Toby's eyes were bright, and he was wagging his tail, and altogether seeming as if he found life agreeable. He gamboled a little when Cecile looked at him, and put his forepaws on her lap. Toby meant nothing by this but to please and cheer his little mistress. He saw she was down and tired, and he was determined to put a bold face on things, and to get a bit of sunshine, even on this December afternoon, into his own honest eyes, if it would come nowhere else. Generally Cecile was the brightest of the party; now Toby was determined to show her that he was a dog worth having in adversity.

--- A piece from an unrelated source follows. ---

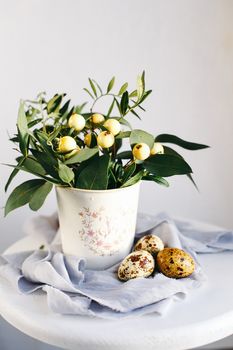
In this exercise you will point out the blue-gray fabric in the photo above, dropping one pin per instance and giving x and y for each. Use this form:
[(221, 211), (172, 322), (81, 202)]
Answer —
[(72, 289)]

She did think so. Tears sprang to her own blue eyes. She threw her arms round Toby's neck and gave him a great hug. In the midst of this caress the dog's whole demeanor changed; he gave a quick spring out of Cecile's embrace, and uttered an angry growl. A girl was approaching by stealthy steps at the back of the little party.

The moment she heard Toby's bark she changed her walk to a quick run and threw herself down beside Cecile with an easy hail-fellow-well-met manner.

"Well, you're a queer un, you ere," she said, looking up pertly in Cecile's face, "a-hugging of that big dawg, and a-sitting on the church steps of St. Stephen's on the werry bitterest evening that has come this year yet. Ha'n't you no home, now, as you sits yere?"

"No; but I am going to look out for a night's lodging at once," answered Cecile.

"For you and that ere little un, and the dawg?"

"Yes, we must all three be together whatever happens. Do you know of a lodging, little girl?"

"My name's Jessie—Jessie White. Yes, I knows where I goes myself. 'Tis werry warm there. 'Tis a'most too warm sometimes."

"And is it cheap?" asked Cecile. "For me, and Maurice, and Toby, we have got to do things very cheap. We shall only be a day or two in London, and we must do things very, very cheap while we stay."

"Oh! my eyes! hasn't we all to do things cheap? What does you say to a penny? A penny is wot I pays for a share of a bed, and I s'pose as you and that ere little chap could have one all to yerselves for tuppence, and the dawg, he ud lie in for nothink. I calls tuppence uncommon cheap to be warm for so many hours."